The RISC-V Glibc port currently only contains riscv64. The riscv32 ABI is still in the process of being finalised. Palmer likely knows the exact status. SiFive doesn’t have any 32-bit cores with MMUs so it hasn’t been high on the list of priorities.

In any case, now is a very good time to do some cross-checking between musl riscv32, qemu-riscv32, the glibc riscv32 port and riscv32 linux-kernel. I think we are just getting the default asm-generic in QEMU as we have not done anything special... yet...

I believe there is still an alignment issue with the stat structure in qemu-riscv32. When we last looked at this issue earlier in the year we didn’t have linux-kernel support for riscv32, as the toolchain/ABI focus this year was on finalising riscv64 in Glibc and Linux.

Debian and Fedora only have riscv64 ports and afaik riscv64 is all that is present in Glibc.

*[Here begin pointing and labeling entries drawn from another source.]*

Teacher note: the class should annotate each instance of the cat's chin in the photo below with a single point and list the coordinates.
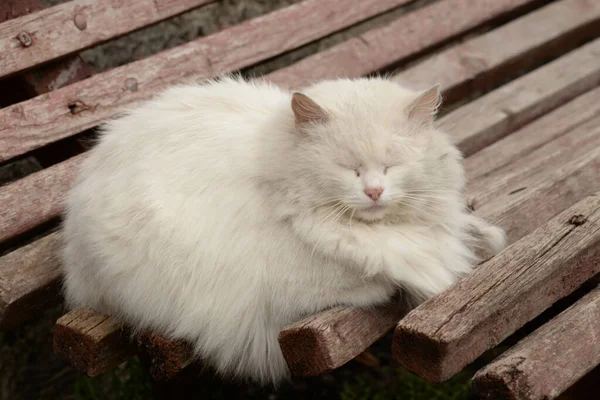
(370, 214)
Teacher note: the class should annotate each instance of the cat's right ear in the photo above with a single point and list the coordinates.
(306, 111)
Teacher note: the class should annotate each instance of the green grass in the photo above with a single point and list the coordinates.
(400, 384)
(129, 382)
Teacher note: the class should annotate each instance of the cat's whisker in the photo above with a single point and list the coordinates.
(351, 216)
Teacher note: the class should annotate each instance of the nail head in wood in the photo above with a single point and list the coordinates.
(578, 219)
(24, 39)
(131, 84)
(80, 22)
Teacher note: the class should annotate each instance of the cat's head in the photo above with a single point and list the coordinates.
(368, 149)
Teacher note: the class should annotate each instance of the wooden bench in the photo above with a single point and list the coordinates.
(522, 98)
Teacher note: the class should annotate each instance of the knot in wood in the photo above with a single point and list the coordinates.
(471, 203)
(578, 219)
(24, 39)
(131, 84)
(80, 21)
(77, 106)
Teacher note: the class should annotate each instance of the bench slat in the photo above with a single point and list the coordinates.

Of course linux-kernel is authoritative for the ABI so we need to run tests using riscv32 Linux in full system emulation in qemu-system-riscv32; qemu-riscv32 also needs to be audited. At the time we were submitting qemu upstream we could build riscv32 kernels. This has solved and we need to get regular build and test for riscv32 and riscv64 Linux and QEMU in CI...

There is an open bug on riscv-qemu stat which we can look at now that linux-kernel has initial riscv32 support. We should write a test that prints offsetof and sizeof for the stat structure members using musl, glibc and linux headers to find out what’s happening...

I think there is still some time to nail down any remaining issues with riscv32. We definitely want 64-bit time_t and any other types that should be 64-bit should be audited now. Given the indirection through multiple levels of typedefs it’s not immediately clear without a bit of analysis.

We may do the same thing as was done with glibc and split the port up, first submitting riscv64, which is locked down.

I also had a question regarding whether we needed to #define __ARCH_WANT_STAT64 in linux/arch/riscv/include/asm/unistd.h or whether this is a legacy flag. All of the other 32-bit ports define it, but I do not know if it is necessary for a legacy free 32-bit port:

https://github.com/torvalds/linux/blob/master/arch/riscv/include/asm/unistd.h

BTW Thanks very much for the review... I’ll go through the remainder of the patch review comments and work on another revision... __riscv_xlen contains either 32 or 64 at present and is how RISC-V code distinguishes between riscv32 and riscv64. We can remove references to it from the musl riscv ports due to them not sharing code. Also, there is no official RISC-V big endian so we can remove EB. Big endian may be considered at some point, and it may well have appeared in a previous draft of the ISA manual, but at present, it is not defined in the ISA manual or toolchain, so we’ll remove it.

We’ll do some 32-bit testing... now is a good time. SiFive’s Linux board, the HiFive Unleashed, is riscv64, which likely explains the situation with riscv32.